Day visitors to Edinburgh could find themselves paying a tourist tax under plans raised in a Scottish Government consultation.
In February, city councillors approved plans for the transient visitor levy (TVL) including a £2 per night room charge, capped after a stay of seven consecutive nights.
However, a new consultation from the government which opened on Monday raises questions about whether such a levy could be imposed on “day visitors to a local authority area”.
The document highlights how a levy on overnight visitors staying in accommodation would not apply to those who use local services and facilities such as roads, parks, toilets, parking and public attractions.
In its programme for government announced at the start of the month, Scottish ministers confirmed they would be pressing ahead with plans to give councils the option to introduce the tax if they wish.
The TVL, which it is hoped will raise up to £14.6m a year in Edinburgh to invest back into the city, also does not apply to campsites.

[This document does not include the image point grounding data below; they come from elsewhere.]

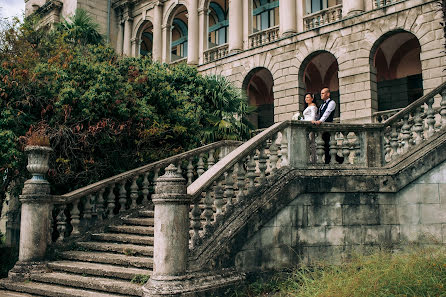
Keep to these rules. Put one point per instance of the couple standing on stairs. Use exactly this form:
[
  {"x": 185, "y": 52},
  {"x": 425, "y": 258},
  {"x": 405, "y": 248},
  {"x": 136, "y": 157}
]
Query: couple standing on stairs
[{"x": 325, "y": 113}]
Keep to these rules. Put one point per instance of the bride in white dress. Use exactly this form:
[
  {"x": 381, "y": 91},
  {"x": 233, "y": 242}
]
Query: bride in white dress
[{"x": 310, "y": 113}]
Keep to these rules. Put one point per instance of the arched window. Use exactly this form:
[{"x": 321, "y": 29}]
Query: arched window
[
  {"x": 396, "y": 62},
  {"x": 265, "y": 14},
  {"x": 146, "y": 40},
  {"x": 218, "y": 24},
  {"x": 179, "y": 36},
  {"x": 258, "y": 85}
]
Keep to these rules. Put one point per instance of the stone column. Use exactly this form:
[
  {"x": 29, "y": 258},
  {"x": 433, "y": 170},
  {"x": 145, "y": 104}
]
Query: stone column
[
  {"x": 157, "y": 32},
  {"x": 203, "y": 16},
  {"x": 35, "y": 212},
  {"x": 247, "y": 22},
  {"x": 127, "y": 35},
  {"x": 352, "y": 7},
  {"x": 235, "y": 25},
  {"x": 287, "y": 16},
  {"x": 166, "y": 44},
  {"x": 119, "y": 42},
  {"x": 171, "y": 239},
  {"x": 192, "y": 37}
]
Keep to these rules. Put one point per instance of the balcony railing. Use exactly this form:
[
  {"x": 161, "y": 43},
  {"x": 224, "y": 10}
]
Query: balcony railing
[
  {"x": 323, "y": 17},
  {"x": 216, "y": 53},
  {"x": 382, "y": 3},
  {"x": 264, "y": 37}
]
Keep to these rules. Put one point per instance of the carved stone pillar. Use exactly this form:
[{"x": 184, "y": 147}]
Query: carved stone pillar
[
  {"x": 352, "y": 7},
  {"x": 166, "y": 44},
  {"x": 203, "y": 16},
  {"x": 35, "y": 212},
  {"x": 171, "y": 239},
  {"x": 192, "y": 38},
  {"x": 287, "y": 15},
  {"x": 157, "y": 32},
  {"x": 127, "y": 36},
  {"x": 235, "y": 25}
]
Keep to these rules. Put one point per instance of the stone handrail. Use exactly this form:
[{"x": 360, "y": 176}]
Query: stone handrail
[
  {"x": 415, "y": 124},
  {"x": 323, "y": 17},
  {"x": 264, "y": 37},
  {"x": 75, "y": 211},
  {"x": 234, "y": 176},
  {"x": 216, "y": 53}
]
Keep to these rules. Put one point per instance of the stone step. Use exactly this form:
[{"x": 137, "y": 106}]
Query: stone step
[
  {"x": 126, "y": 249},
  {"x": 124, "y": 238},
  {"x": 143, "y": 230},
  {"x": 146, "y": 213},
  {"x": 95, "y": 269},
  {"x": 42, "y": 289},
  {"x": 108, "y": 258},
  {"x": 94, "y": 283},
  {"x": 139, "y": 221}
]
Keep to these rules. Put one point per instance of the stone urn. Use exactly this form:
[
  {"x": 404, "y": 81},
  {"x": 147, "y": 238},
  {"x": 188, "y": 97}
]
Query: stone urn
[{"x": 38, "y": 160}]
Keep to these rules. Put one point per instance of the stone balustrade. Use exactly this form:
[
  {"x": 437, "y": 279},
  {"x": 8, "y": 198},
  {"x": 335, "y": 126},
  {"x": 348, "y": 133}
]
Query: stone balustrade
[
  {"x": 216, "y": 53},
  {"x": 264, "y": 37},
  {"x": 323, "y": 17},
  {"x": 74, "y": 212}
]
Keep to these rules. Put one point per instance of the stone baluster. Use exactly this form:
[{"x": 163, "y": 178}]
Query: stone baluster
[
  {"x": 284, "y": 149},
  {"x": 134, "y": 193},
  {"x": 394, "y": 142},
  {"x": 320, "y": 151},
  {"x": 229, "y": 189},
  {"x": 262, "y": 162},
  {"x": 443, "y": 108},
  {"x": 430, "y": 119},
  {"x": 241, "y": 176},
  {"x": 211, "y": 160},
  {"x": 218, "y": 192},
  {"x": 145, "y": 188},
  {"x": 200, "y": 165},
  {"x": 100, "y": 204},
  {"x": 251, "y": 174},
  {"x": 171, "y": 232},
  {"x": 87, "y": 210},
  {"x": 111, "y": 201},
  {"x": 333, "y": 148},
  {"x": 208, "y": 210},
  {"x": 190, "y": 172},
  {"x": 418, "y": 126},
  {"x": 61, "y": 224},
  {"x": 273, "y": 152},
  {"x": 75, "y": 218},
  {"x": 122, "y": 196},
  {"x": 196, "y": 222},
  {"x": 405, "y": 131}
]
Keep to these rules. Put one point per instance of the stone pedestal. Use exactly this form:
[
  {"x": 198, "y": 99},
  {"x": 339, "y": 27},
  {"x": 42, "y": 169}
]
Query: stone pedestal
[{"x": 35, "y": 211}]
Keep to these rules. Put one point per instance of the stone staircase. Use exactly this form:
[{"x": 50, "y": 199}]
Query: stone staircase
[{"x": 102, "y": 266}]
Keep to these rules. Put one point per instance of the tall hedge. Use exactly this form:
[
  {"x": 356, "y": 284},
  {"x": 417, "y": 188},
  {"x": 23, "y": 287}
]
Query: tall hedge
[{"x": 104, "y": 114}]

There has been “significant growth” in overnight and day visitors in parts of Scotland, including in its capital, the consultation paper notes.
Around 138 million trips were made by day visitors across Scotland in 2018, spending almost £5.5bn, while in 2017, Edinburgh and Glasgow received around 20 million day visitors.
But the document concedes that while there are “strong arguments in favour of taxing day visitors”, it was difficult to see how the tax “could actually be applied and collected in a practical manner and in a way that distinguished between local residents and visitors”.
The paper went on: “Could a levy on day visitors be collected at the entry points to a particular area – for example pedestrian access to certain streets or at tolls to certain roads?
“Other alternatives suggested… included applying a tax to goods and services used by day visitors such as restaurants or taxis.
“In all such circumstances, the challenge would be distinguishing day visitors from overnight visitors and local residents.”
Other groups highlighted by the government include “cruise ship visitors who disembark for a day” and those “wild or rough camping, including motorhomes or caravans parked and occupied overnight in places that are not formal campsites or parking places”.
In a foreword to the consultation, public finance minister Kate Forbes said: “There are some important choices to make, especially in relation to the balance between national consistency and local autonomy.
“As we envisage the levy would be collected by accommodation providers, this consultation seeks views on how the impact on individual businesses might be minimised.
“There are further considerations explored, including the potential to extend the levy to other visitor activities, ensuring appropriate exemptions from the levy are implemented throughout Scotland and ensuring that the tourist industry is engaged in decisions about applying the levy and how revenues can be spent to further support the tourism industry.”
The Scottish Government’s consultation closes on December 2.